Many of us associate the teen years with late nights, last minute studying, weekends of sleeping until noon, and – these days –  screen time and social media. While we can’t always solve issues with school schedules, homework and devices, there are many ways that parents and teens can improve opportunities for quality sleep.

  1. Learn to recognize and appreciate the benefits of more sleep. To better see what’s going on, teens and parents can keep a journal of performance and feelings at school, at home, in sports, at work, and socially after good nights of sleep as compared to after nights of limited sleep. Research shows that we learn when we sleep and that grades and athletics  (including injury rates) benefit from quality rest.
  2. If your school district hasn’t switched to a later start for high school yet, learn more about the benefits and possibilities of later school starts and advocate if you’re convinced.
  3. Limit screen time in the bedroom and during at least the hour before bed. The blue light from electronic devices has been shown to negatively impact sleep and the ability to fall asleep. Create a charging area in the home that’s away from bedrooms and invest in old-fashioned alarm clocks so that no one is reliant on mobile phones or tablets to wake up in the morning. Too much to ask? Glasses and screen protectors that filter blue light can be an interim solution while everyone adjusts to less evening screen time.
  4. Promote advanced planning so homework assignments and studying aren’t left to the last minute. Students learn and retain more when they progress through reading and projects at a steady pace over the course of days (or weeks) as opposed to trying to cram the night before a deadline.
  5. Get regular exercise during the day. The United Kingdom’s National Health Service recommends at least 60 minutes of exercise every day for teens and reminds us that exercising outside in the daylight is good for healthy sleep patterns.
  6. Many experts prefer that teens abstain from caffeine entirely, but if that’s too hardcore for you or your family, aim for teens to stop all caffeine intake in the mid-afternoon (or, preferably, at lunchtime).
  7. Talk through things that are worrying. Teens and their friends and families are encouraged to discuss things that are concerning them in a manner that helps to “put the problems to bed” for the night. A journal and lists can also be helpful in this regard, as long as they are done in a way that reduces and does not increase stress. Focus on releasing and catharsis and keeping things in perspective.
  8. Recognize that it takes time. Falling asleep is not instantaneous and it’s alright if it takes a half-hour to fall asleep. Don’t stress. Changing patterns often requires gradual adjustments. The Ministry of Health in New Zealand recommends shifting to an earlier bedtime just 30 minutes at a time.
  9. Take a look at the bedroom. Make sure sleeping environments are dark, cool, and quiet. Move noisy and active pets, for instance, to another room. For more bedroom basics, visit our previous blog.
  10. Create soothing bedtime routines that help signal bedtime. Dim the lights, put devices “to sleep,” listen to soft music, read for pleasure, take a bath or shower, do some gentle yoga… whatever helps you and your family to softly close the day and transition to sleep.

Serious about sleep concerns in the teens, children or even adults in your family?
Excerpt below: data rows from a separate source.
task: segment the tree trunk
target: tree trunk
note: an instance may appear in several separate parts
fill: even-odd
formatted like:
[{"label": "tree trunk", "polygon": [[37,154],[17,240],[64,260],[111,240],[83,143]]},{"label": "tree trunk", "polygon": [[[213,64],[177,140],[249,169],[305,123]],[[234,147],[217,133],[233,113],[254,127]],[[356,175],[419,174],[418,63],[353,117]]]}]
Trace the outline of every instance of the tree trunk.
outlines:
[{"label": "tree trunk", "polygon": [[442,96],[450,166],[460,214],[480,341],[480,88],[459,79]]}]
If you’ve tried the home-care tips in this blog and in our previous blogs without success, we encourage you to seek the advice of your healthcare professional or a sleep therapist. He or she can discuss appropriate treatment options, such as cognitive behavioral therapy for insomnia, after a thorough review of relevant medical and sleep history.

No matter your age, healthy sleep is important. Thanks for letting us help you get there.